Not long after his grandfather died in 1973, Maseng moved to the United States in search of “anonymity,” turning to Zen Buddhism for 14 years. He found a new spiritual guide in his Zen master, who nevertheless kept prodding him to “go home”— to Judaism.
Maseng himself fought in two of Israel’s wars, but now he has taken the fight to the artistic sphere.
“Israel constantly seems to want to push how smart we are, how technologically advanced we are, how strong the army is, which to me isn’t the point,” he said. “What Israel has that’s unique is an extraordinary output of the arts in such a condensed period of time.”
Preserving and promoting Israeli music may seem like an unlikely task for any synagogue in the Diaspora, but Maseng finds a common denominator between Israeli music and Jewish liturgy.
“I’m interested in the synthesis of the finest of Israeli culture with the cantorial part. Hebrew is essentially about what it means to be a Jew, much more so than any other major religion in the world. You don’t need to speak Latin or Greek to be a good Christian.” He sees Israeli popular music — the traditional sort, not necessarily contemporary pop — as uniquely centered around the lyrics, much like Jewish liturgy.

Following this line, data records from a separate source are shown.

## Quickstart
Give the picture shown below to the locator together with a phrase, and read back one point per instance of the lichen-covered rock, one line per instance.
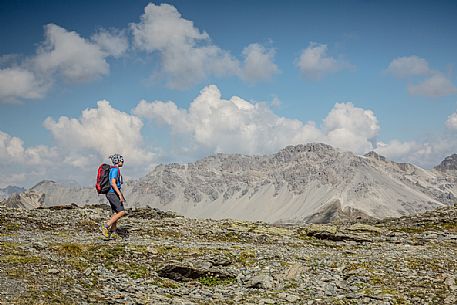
(58, 256)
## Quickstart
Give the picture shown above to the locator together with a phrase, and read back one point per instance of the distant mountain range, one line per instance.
(303, 183)
(10, 190)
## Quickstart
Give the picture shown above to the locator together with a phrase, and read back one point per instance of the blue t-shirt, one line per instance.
(115, 174)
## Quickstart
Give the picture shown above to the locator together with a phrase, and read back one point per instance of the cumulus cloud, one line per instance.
(103, 130)
(18, 83)
(451, 122)
(426, 153)
(351, 128)
(314, 63)
(258, 63)
(187, 55)
(239, 126)
(434, 84)
(408, 66)
(64, 54)
(69, 54)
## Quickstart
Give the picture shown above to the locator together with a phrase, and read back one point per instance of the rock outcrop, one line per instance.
(302, 183)
(27, 200)
(57, 256)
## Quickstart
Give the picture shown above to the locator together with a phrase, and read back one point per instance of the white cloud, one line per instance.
(408, 66)
(239, 126)
(113, 42)
(18, 83)
(396, 149)
(351, 128)
(187, 55)
(436, 85)
(314, 63)
(62, 54)
(103, 130)
(425, 153)
(69, 54)
(451, 122)
(258, 63)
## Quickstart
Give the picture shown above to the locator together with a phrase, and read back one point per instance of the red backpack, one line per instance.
(102, 185)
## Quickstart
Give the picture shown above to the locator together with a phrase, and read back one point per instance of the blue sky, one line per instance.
(359, 75)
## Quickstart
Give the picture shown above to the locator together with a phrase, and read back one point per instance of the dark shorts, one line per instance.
(115, 202)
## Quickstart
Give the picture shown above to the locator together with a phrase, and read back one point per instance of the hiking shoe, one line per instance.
(104, 230)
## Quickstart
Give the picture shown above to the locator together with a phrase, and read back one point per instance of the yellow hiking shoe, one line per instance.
(113, 234)
(104, 230)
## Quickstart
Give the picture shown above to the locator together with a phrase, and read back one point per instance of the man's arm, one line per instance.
(118, 192)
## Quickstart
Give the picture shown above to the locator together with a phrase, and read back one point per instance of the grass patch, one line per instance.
(19, 259)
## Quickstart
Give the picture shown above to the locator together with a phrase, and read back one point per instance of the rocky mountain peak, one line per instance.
(449, 163)
(374, 155)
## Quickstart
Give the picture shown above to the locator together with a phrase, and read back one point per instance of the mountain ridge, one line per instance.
(303, 183)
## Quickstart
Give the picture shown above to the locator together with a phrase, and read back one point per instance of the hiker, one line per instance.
(115, 197)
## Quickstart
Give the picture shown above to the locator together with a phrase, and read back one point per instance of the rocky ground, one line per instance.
(57, 256)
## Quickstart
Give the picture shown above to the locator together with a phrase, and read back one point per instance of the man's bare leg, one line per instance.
(115, 218)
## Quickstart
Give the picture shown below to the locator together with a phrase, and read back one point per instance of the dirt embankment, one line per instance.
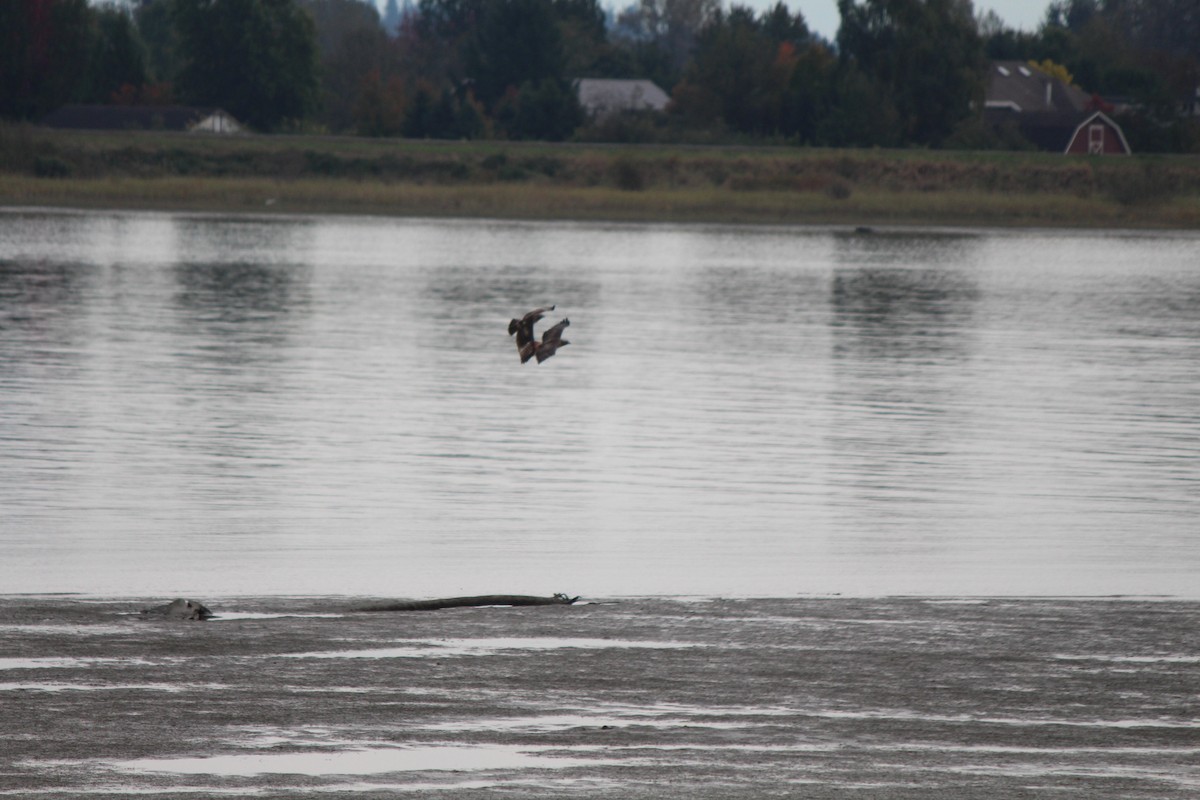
(641, 698)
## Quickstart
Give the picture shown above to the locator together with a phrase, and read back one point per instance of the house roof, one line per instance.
(159, 118)
(609, 95)
(1025, 89)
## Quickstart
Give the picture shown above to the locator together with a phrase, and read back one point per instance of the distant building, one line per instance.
(605, 96)
(1051, 114)
(143, 118)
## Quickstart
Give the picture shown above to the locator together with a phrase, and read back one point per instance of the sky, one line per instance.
(822, 14)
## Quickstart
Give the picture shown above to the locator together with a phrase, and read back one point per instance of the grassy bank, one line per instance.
(493, 179)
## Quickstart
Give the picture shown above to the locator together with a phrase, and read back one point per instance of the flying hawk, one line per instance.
(527, 346)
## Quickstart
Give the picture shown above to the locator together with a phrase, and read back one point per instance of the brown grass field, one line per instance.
(588, 181)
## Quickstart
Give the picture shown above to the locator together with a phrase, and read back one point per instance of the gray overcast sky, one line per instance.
(822, 14)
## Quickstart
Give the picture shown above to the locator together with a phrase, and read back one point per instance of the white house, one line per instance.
(605, 96)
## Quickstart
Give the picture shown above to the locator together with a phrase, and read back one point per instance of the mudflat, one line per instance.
(821, 697)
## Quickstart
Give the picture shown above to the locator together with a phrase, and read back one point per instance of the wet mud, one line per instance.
(635, 698)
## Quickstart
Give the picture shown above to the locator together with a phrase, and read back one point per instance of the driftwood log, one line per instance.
(465, 602)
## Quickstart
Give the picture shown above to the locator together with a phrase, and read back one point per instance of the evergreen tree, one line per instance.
(257, 59)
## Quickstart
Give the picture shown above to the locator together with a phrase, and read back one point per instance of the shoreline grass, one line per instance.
(954, 208)
(156, 170)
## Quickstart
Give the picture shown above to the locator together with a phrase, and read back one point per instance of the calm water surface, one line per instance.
(331, 405)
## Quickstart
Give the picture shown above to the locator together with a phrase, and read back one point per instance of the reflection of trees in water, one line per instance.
(901, 329)
(241, 284)
(41, 307)
(903, 313)
(238, 301)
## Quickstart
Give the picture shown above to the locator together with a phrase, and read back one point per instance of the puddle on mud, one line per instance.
(49, 686)
(485, 647)
(69, 662)
(371, 761)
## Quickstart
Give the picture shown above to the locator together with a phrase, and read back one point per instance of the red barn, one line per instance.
(1051, 114)
(1097, 134)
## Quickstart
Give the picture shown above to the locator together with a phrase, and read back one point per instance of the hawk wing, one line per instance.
(555, 334)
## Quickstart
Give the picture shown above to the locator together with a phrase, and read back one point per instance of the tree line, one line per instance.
(898, 72)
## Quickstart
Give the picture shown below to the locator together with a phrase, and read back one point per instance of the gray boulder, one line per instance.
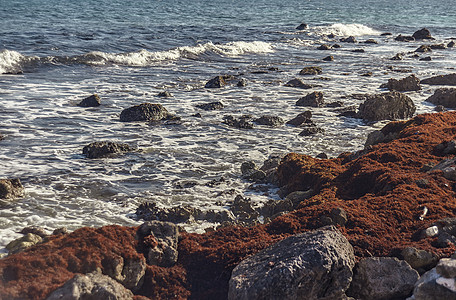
(161, 241)
(444, 96)
(145, 112)
(382, 278)
(386, 106)
(410, 83)
(11, 188)
(91, 286)
(91, 101)
(105, 149)
(314, 99)
(449, 79)
(311, 265)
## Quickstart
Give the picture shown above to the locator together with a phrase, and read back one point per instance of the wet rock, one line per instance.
(160, 239)
(314, 99)
(91, 101)
(386, 106)
(301, 119)
(23, 243)
(311, 71)
(243, 122)
(422, 34)
(145, 112)
(423, 49)
(11, 189)
(311, 265)
(324, 47)
(311, 130)
(91, 286)
(404, 38)
(382, 278)
(449, 79)
(165, 94)
(329, 58)
(302, 26)
(419, 259)
(410, 83)
(105, 149)
(298, 83)
(433, 286)
(444, 96)
(211, 106)
(272, 121)
(218, 81)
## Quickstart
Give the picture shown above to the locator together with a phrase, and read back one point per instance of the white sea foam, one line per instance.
(340, 29)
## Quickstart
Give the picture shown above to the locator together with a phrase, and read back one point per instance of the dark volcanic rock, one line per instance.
(310, 71)
(311, 265)
(382, 278)
(91, 101)
(11, 188)
(105, 149)
(298, 83)
(211, 106)
(422, 34)
(449, 79)
(145, 112)
(386, 106)
(272, 121)
(410, 83)
(444, 96)
(314, 99)
(91, 286)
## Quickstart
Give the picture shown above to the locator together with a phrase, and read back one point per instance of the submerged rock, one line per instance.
(444, 96)
(386, 106)
(11, 188)
(91, 101)
(105, 149)
(145, 112)
(311, 265)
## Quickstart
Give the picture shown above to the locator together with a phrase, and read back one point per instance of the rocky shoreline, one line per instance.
(390, 207)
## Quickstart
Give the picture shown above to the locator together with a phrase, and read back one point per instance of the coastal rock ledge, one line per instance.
(393, 194)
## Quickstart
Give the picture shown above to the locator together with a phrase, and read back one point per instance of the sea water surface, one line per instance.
(55, 53)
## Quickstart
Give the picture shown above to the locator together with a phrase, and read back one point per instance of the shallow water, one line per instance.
(128, 54)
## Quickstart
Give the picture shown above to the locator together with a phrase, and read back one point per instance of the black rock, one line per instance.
(105, 149)
(91, 101)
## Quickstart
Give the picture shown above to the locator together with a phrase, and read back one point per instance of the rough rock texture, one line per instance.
(311, 265)
(11, 188)
(91, 286)
(91, 101)
(382, 278)
(386, 106)
(410, 83)
(105, 149)
(314, 99)
(449, 79)
(444, 96)
(161, 240)
(145, 112)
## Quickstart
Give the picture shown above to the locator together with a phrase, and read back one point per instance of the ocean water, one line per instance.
(54, 54)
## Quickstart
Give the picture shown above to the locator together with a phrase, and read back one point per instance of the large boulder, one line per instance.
(91, 286)
(105, 149)
(160, 240)
(11, 188)
(410, 83)
(382, 278)
(449, 79)
(145, 112)
(311, 265)
(386, 106)
(444, 96)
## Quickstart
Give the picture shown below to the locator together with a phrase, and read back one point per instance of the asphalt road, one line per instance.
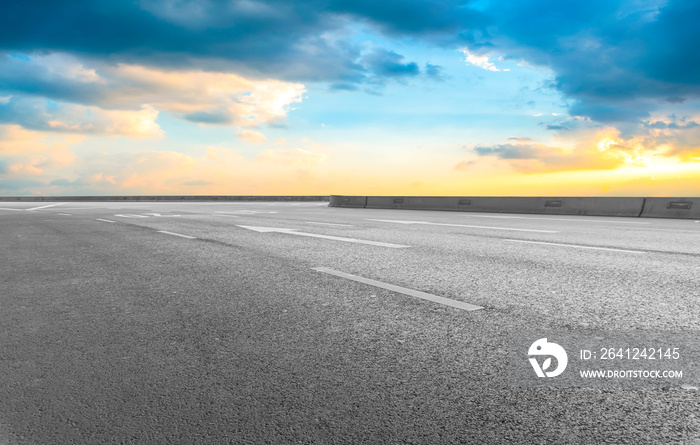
(196, 322)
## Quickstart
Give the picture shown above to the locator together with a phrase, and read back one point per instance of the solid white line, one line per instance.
(43, 207)
(329, 224)
(463, 225)
(314, 235)
(572, 219)
(574, 245)
(402, 290)
(177, 234)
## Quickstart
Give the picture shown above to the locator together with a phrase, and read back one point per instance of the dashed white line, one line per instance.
(46, 206)
(329, 224)
(402, 290)
(177, 234)
(574, 245)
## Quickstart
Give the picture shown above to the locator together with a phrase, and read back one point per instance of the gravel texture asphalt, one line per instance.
(115, 332)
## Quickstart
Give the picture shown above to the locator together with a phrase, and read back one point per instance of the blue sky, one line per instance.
(320, 97)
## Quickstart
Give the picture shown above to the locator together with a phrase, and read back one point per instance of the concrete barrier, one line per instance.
(594, 206)
(348, 201)
(686, 208)
(165, 198)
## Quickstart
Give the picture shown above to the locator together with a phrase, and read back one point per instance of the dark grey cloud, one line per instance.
(276, 38)
(435, 72)
(616, 61)
(388, 64)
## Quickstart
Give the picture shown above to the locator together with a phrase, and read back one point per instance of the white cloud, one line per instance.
(254, 137)
(480, 61)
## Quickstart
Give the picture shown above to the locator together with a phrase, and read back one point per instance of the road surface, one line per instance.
(224, 322)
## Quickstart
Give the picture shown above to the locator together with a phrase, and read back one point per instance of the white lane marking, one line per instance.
(48, 205)
(462, 225)
(574, 245)
(177, 234)
(314, 235)
(247, 212)
(402, 290)
(572, 219)
(329, 224)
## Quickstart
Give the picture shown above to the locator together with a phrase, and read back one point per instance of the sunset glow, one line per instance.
(460, 98)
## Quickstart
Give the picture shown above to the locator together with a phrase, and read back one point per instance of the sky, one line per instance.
(360, 97)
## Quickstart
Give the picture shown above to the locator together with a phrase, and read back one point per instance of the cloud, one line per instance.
(293, 156)
(388, 64)
(251, 136)
(618, 61)
(30, 153)
(537, 158)
(62, 93)
(435, 72)
(477, 60)
(295, 41)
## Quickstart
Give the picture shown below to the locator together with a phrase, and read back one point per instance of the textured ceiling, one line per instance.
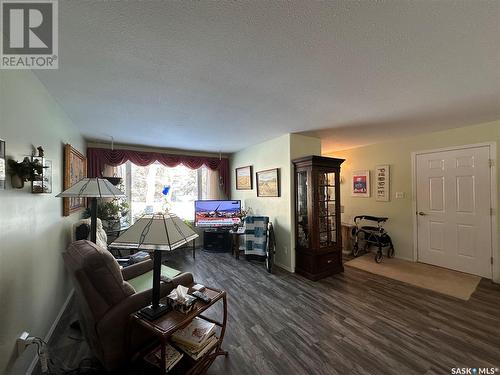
(217, 75)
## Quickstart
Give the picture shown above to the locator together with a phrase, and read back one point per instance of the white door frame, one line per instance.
(495, 251)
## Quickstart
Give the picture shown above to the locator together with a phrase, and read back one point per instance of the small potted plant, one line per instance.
(111, 213)
(24, 171)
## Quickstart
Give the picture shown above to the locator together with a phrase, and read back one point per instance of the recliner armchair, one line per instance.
(105, 300)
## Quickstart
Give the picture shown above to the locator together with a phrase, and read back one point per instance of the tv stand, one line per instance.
(217, 240)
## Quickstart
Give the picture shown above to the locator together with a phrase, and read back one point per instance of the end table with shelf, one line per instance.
(163, 328)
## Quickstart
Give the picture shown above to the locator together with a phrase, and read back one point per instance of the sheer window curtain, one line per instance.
(210, 186)
(213, 188)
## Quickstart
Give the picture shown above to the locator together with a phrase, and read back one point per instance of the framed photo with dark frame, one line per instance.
(75, 168)
(360, 184)
(268, 183)
(244, 178)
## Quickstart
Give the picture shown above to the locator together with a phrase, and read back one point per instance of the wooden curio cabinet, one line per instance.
(318, 241)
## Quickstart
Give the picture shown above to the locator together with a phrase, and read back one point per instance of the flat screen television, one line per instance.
(214, 214)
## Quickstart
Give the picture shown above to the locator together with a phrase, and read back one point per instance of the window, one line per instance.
(144, 186)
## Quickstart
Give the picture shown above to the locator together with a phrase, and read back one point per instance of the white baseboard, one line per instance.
(51, 330)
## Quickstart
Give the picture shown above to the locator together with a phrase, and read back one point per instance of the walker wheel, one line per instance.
(355, 250)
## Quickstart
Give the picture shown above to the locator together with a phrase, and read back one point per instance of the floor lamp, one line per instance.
(92, 188)
(155, 233)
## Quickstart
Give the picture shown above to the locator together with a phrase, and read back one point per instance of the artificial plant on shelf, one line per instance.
(111, 212)
(24, 171)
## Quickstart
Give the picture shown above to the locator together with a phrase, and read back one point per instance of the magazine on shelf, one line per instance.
(172, 357)
(195, 334)
(208, 346)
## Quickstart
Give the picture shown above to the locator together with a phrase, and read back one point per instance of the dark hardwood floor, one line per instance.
(352, 323)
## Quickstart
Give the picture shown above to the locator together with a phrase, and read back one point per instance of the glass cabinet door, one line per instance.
(302, 214)
(326, 209)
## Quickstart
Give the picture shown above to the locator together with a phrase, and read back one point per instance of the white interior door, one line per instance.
(453, 209)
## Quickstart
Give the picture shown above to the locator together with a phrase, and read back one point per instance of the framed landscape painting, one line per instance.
(268, 183)
(360, 184)
(75, 168)
(244, 178)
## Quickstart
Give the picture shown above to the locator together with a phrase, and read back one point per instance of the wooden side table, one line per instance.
(166, 325)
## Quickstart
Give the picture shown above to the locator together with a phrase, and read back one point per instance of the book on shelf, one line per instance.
(195, 333)
(172, 357)
(196, 354)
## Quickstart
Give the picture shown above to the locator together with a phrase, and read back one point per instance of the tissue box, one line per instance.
(183, 305)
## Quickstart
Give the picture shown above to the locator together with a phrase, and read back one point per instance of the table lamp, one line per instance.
(92, 188)
(155, 233)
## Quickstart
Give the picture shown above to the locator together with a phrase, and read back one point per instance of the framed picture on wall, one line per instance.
(360, 184)
(268, 183)
(75, 168)
(382, 183)
(244, 178)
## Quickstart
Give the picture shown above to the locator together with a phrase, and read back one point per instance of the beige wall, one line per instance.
(398, 155)
(275, 153)
(33, 234)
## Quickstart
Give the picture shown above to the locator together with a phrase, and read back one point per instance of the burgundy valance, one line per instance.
(97, 158)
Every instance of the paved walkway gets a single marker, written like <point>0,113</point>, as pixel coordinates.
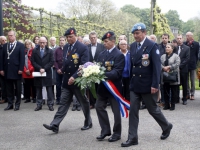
<point>23,130</point>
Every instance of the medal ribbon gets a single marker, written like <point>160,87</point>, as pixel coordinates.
<point>124,104</point>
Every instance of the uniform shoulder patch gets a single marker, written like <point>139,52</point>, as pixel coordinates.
<point>157,52</point>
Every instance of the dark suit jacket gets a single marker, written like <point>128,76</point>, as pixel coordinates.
<point>15,63</point>
<point>185,58</point>
<point>145,77</point>
<point>46,62</point>
<point>99,49</point>
<point>115,74</point>
<point>194,50</point>
<point>71,65</point>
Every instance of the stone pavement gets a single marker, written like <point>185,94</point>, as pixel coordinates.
<point>23,130</point>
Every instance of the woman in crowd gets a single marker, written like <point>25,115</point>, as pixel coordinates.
<point>29,89</point>
<point>170,63</point>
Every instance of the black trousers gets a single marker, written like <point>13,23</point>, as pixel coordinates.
<point>102,114</point>
<point>29,88</point>
<point>65,101</point>
<point>3,87</point>
<point>174,94</point>
<point>184,83</point>
<point>152,107</point>
<point>39,100</point>
<point>12,86</point>
<point>126,90</point>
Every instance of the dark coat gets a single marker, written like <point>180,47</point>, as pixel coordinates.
<point>194,50</point>
<point>71,65</point>
<point>115,74</point>
<point>46,62</point>
<point>15,63</point>
<point>143,78</point>
<point>99,49</point>
<point>185,58</point>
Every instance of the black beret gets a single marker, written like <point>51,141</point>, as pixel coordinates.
<point>70,31</point>
<point>107,35</point>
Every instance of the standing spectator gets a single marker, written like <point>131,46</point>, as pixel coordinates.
<point>58,64</point>
<point>42,60</point>
<point>94,50</point>
<point>170,63</point>
<point>194,50</point>
<point>13,64</point>
<point>3,40</point>
<point>184,54</point>
<point>126,71</point>
<point>146,66</point>
<point>29,87</point>
<point>53,46</point>
<point>70,69</point>
<point>115,60</point>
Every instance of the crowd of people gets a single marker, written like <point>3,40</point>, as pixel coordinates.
<point>140,72</point>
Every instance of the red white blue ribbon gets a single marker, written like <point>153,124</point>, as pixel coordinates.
<point>123,103</point>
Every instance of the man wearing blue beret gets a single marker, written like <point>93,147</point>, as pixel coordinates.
<point>144,84</point>
<point>74,54</point>
<point>113,60</point>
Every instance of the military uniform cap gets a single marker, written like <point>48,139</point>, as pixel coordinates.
<point>108,35</point>
<point>138,26</point>
<point>70,31</point>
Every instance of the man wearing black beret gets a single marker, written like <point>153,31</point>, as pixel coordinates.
<point>113,60</point>
<point>74,54</point>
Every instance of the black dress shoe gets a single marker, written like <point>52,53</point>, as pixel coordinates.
<point>53,128</point>
<point>51,108</point>
<point>184,102</point>
<point>114,138</point>
<point>166,133</point>
<point>86,127</point>
<point>9,107</point>
<point>101,137</point>
<point>27,101</point>
<point>38,108</point>
<point>143,107</point>
<point>74,108</point>
<point>16,109</point>
<point>129,143</point>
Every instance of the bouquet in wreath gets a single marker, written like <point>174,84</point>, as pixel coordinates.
<point>89,74</point>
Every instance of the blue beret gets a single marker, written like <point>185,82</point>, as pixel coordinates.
<point>107,35</point>
<point>70,31</point>
<point>138,26</point>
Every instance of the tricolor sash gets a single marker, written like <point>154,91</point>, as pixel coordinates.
<point>123,103</point>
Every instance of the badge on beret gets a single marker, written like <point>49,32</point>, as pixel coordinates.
<point>108,35</point>
<point>157,52</point>
<point>139,27</point>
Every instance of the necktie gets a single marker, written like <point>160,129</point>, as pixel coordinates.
<point>42,52</point>
<point>138,47</point>
<point>179,49</point>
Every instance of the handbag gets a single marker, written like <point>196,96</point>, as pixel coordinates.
<point>170,77</point>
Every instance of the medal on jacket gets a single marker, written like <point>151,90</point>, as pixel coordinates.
<point>9,53</point>
<point>145,60</point>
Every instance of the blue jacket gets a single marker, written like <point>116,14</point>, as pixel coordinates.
<point>145,77</point>
<point>114,73</point>
<point>15,63</point>
<point>78,56</point>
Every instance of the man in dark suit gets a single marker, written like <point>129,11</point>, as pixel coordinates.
<point>75,54</point>
<point>113,60</point>
<point>12,67</point>
<point>94,50</point>
<point>184,54</point>
<point>3,40</point>
<point>42,60</point>
<point>146,66</point>
<point>194,50</point>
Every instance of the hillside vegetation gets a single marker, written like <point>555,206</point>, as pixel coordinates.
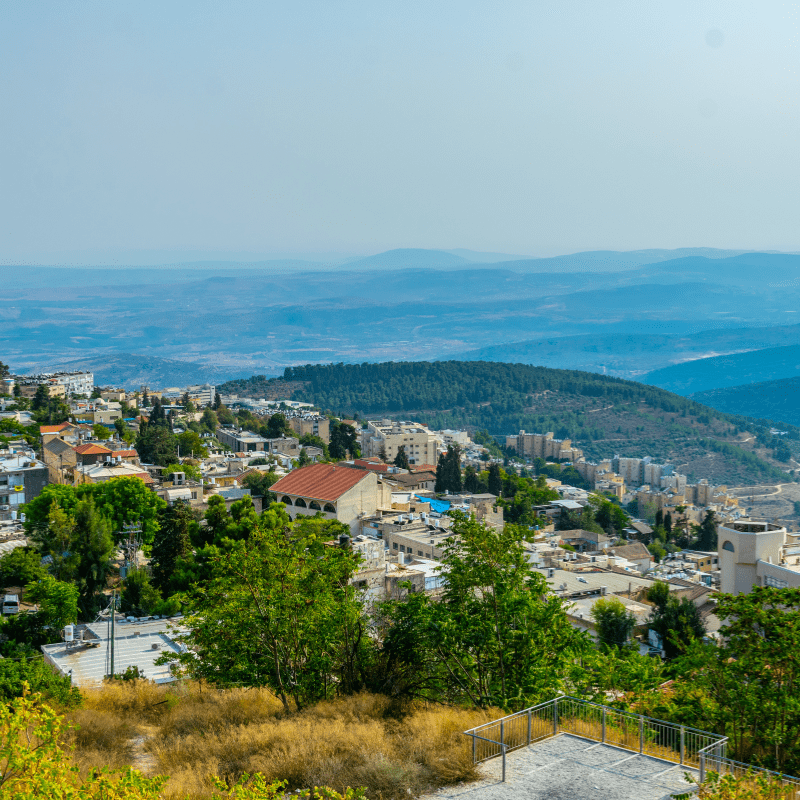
<point>192,732</point>
<point>602,414</point>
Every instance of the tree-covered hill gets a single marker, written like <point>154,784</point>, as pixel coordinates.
<point>602,414</point>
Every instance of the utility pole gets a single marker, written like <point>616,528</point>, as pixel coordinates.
<point>113,610</point>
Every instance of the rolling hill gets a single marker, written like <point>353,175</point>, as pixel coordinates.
<point>630,355</point>
<point>603,415</point>
<point>756,366</point>
<point>778,400</point>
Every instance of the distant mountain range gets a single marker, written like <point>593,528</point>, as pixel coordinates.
<point>775,400</point>
<point>603,415</point>
<point>624,314</point>
<point>755,366</point>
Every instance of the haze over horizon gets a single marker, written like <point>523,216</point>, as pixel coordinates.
<point>191,131</point>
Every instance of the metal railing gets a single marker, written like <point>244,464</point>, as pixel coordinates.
<point>680,744</point>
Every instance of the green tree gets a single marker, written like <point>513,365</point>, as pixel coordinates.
<point>677,622</point>
<point>747,686</point>
<point>279,611</point>
<point>93,547</point>
<point>613,621</point>
<point>18,677</point>
<point>191,444</point>
<point>177,528</point>
<point>157,415</point>
<point>496,637</point>
<point>20,566</point>
<point>139,597</point>
<point>156,445</point>
<point>57,600</point>
<point>100,432</point>
<point>401,459</point>
<point>344,440</point>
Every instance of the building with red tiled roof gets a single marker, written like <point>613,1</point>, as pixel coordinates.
<point>48,432</point>
<point>92,449</point>
<point>335,492</point>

Rabbi John Rosove, senior rabbi at Temple Israel and president of the Association of Reform Zionists of America for the Pacific Southwest region, has given Maseng his full blessing to make Israel a prominent feature of the synagogue’s cantorial repertoire.
“I loved that he’s Israeli and that he is equally at home in America,” said Rosove, who considers TIOH very Israel-oriented. Maseng’s elementary school in Tzhalah happens to be TIOH day school’s Tel Aviv-Los Angeles Partnership twin school.
Rosove hopes Maseng will draw more Israeli congregants. “There’s a challenge here to bring more Israelis into synagogue life as religious Jews on a liberal plane.”
For now, Maseng is importing some of Israel to Hollywood, as with the Yom HaAtzmaut chorale. “I just wanted to do a service that would feel like what you could imagine one sounding like on Friday night in a kibbutz, or in Jerusalem or Tel Aviv.”